Mr. Big, a white gangster, is pushing a Hip-Hop era drug metaphor, gold, onto black youngsters on the streets. So much so that one of them 'OG's,' inspiring the colourfully-named Jack Spade (Wayans) to return from a tour of duty to avenge his brother.
Made in 45 days on a budget of $3 million, I’m Gonna Git You Sucka recouped its outlay many times over. Written, starring and directed by Keenan Ivory Wayans, who co-wrote 1987’s Hollywood Shuffle with Robert Townsend, this hilarious spoof of the Sexploitation films of the early 70s — in which a variety of dubious black superheroes like Shaft and Black Gunn got to kick whitey’s ass — is reminiscent of Shuffle in several ways, not least its terrier-like refusal to allow anyone, no matter how righteous they’re meant to be, escape its wicked parody.

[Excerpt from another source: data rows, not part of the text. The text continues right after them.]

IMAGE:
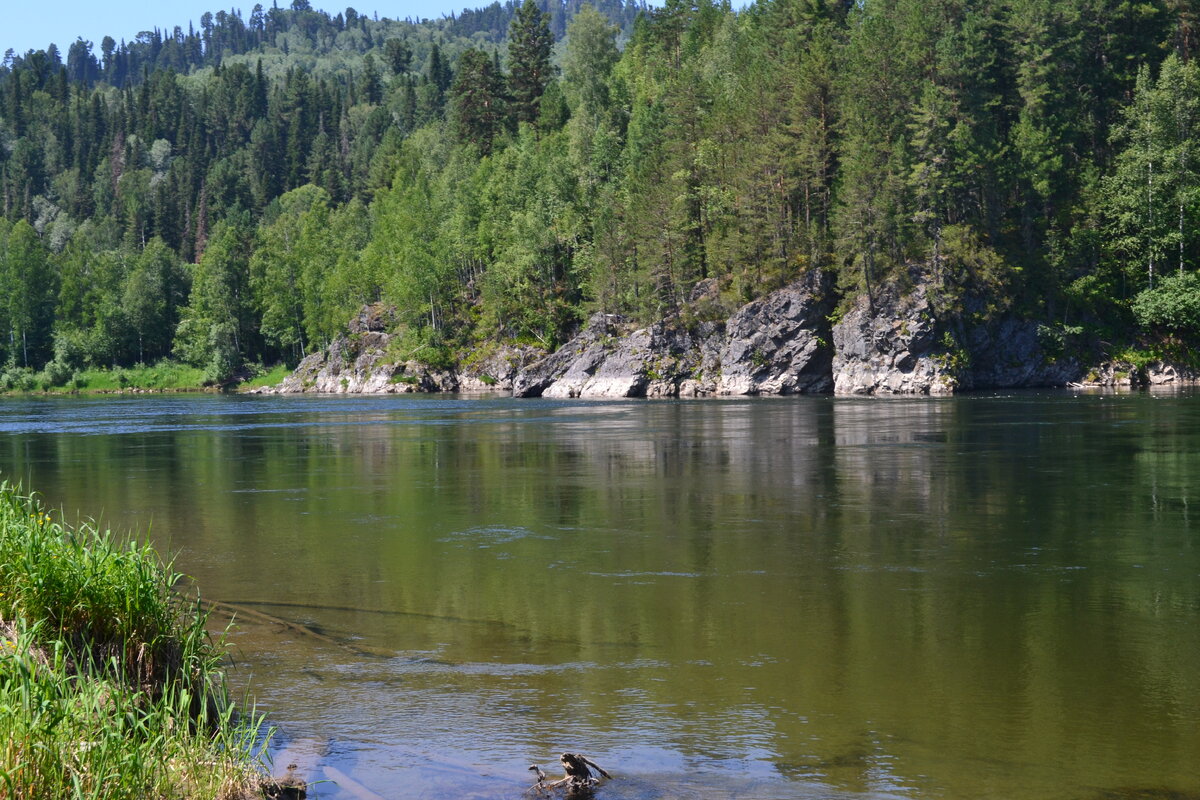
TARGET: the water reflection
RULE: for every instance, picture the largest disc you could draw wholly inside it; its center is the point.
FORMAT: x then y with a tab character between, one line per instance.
967	597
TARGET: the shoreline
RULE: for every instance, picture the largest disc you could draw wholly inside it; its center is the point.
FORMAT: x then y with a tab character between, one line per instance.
113	685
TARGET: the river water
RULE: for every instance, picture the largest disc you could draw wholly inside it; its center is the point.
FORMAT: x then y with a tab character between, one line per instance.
983	596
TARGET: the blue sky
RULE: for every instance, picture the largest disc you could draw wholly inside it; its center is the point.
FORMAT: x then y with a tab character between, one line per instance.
31	25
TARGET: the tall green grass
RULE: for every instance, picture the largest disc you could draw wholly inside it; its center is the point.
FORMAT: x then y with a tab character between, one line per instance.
111	686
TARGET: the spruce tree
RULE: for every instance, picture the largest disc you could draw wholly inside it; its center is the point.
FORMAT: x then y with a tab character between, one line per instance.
529	71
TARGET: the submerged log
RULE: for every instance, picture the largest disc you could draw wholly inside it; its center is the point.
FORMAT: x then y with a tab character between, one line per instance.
582	775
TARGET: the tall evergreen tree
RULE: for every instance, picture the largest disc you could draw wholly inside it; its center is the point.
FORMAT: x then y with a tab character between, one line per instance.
529	71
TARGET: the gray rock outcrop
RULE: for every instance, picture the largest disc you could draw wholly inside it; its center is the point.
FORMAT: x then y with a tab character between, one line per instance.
775	346
779	344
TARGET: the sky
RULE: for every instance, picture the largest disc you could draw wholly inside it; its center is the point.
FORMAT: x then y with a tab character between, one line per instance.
29	25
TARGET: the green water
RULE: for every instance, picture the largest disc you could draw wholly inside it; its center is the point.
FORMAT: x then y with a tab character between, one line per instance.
988	596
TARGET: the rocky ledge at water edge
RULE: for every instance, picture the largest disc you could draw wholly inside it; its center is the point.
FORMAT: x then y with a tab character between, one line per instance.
787	342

The central premise has been updated to take account of the hip-hop generation of city kids, in their regulation uniform of tracksuits and gold jewellery. Petty hustler Junebug Spade (sic) dies of an overdose, not of drugs, but of gold chains. “He’s OG’d,” says the cop who uncovers the body wrapped from head to toe in the gold chains that are ubiquitous on the streets of “Any Ghetto, USA”. The dead man’s brother, Jack Spade (Wayans), a big-chested incompetent who’s been having a less than heroic career in the Marines, returns to the mean streets to avenge his brother’s gold-platerd death. He discovers that an entire generation of ghetto youths are similarly afflicted by, and addicted to wearing, the gaudy, electroplated gold chains that the evil white gangster— “Mr Big” — is responsible for pushing.

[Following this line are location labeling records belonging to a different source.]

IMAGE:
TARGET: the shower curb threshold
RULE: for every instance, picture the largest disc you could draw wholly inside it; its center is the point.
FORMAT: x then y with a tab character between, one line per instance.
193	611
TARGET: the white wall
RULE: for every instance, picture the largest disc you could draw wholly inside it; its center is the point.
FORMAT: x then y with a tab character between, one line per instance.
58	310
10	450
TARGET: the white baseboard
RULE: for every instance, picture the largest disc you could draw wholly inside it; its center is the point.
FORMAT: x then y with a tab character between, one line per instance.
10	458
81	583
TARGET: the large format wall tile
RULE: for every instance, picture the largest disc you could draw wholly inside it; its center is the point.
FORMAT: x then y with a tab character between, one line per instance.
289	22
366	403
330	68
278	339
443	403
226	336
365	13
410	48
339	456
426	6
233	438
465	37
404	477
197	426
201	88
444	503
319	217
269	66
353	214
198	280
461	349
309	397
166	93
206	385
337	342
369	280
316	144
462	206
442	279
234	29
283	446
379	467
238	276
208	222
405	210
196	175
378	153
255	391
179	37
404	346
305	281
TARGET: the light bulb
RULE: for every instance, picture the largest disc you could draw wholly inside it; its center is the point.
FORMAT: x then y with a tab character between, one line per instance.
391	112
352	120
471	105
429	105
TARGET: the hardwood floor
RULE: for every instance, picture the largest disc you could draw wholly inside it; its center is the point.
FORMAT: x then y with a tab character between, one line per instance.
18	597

Wayans’ hard-hitting parody (he has written for Eddie Murphy) doesn’t let up. He excoriates the hypocritical ex-radicals, still drawing a cheque from the Man, some of the more suspect manifestations of modern street culture, and even those old, bold superheroes themselves. And that is exactly why Sucka is so memorable. One doubts whether this relentless satire could have held together without those actors who perpetrated the superhero myths helping to unfrock those myths in the way they do.

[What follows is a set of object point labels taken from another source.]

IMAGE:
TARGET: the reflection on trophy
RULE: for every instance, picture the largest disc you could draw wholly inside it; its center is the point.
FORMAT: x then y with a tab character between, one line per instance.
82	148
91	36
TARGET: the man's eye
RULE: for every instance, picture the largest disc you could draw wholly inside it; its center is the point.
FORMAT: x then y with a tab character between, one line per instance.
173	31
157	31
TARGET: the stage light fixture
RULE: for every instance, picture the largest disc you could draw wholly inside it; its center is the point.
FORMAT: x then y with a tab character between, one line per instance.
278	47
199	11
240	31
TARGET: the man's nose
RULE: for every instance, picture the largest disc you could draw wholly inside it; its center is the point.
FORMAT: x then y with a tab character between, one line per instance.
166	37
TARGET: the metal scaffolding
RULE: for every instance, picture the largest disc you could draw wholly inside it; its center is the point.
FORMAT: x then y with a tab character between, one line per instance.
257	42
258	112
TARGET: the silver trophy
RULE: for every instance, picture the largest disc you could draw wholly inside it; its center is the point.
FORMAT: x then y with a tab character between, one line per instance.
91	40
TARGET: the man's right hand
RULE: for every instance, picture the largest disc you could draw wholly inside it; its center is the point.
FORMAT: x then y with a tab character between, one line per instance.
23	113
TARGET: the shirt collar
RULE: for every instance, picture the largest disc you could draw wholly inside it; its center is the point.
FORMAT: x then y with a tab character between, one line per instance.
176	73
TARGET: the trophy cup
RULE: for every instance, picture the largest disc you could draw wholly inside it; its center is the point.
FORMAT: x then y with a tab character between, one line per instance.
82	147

Jim Brown (alias Slaughter and Black Gunn) turns up here as the tender-footed Slammer, Isaac Hayes (alias Truck Turner) is Hammer, and Antonio Fargas, the creepy snitch Huggy Bear from Starsky and Hutch, is brilliant as the one-time Pimp Of The Year, Flyguy, hopelessly out of date in his bell-bottomed hipsters and platform shoes.
Despite patchy acting and Wayans’ far from polished directorial skills (it’s his first outing as director), Sucka’s script is enough to make the film a delight. It is razor-sharp, uncompromising and long overdue.
Unrelenting, unremitting, a brilliant broad-brush of a parody.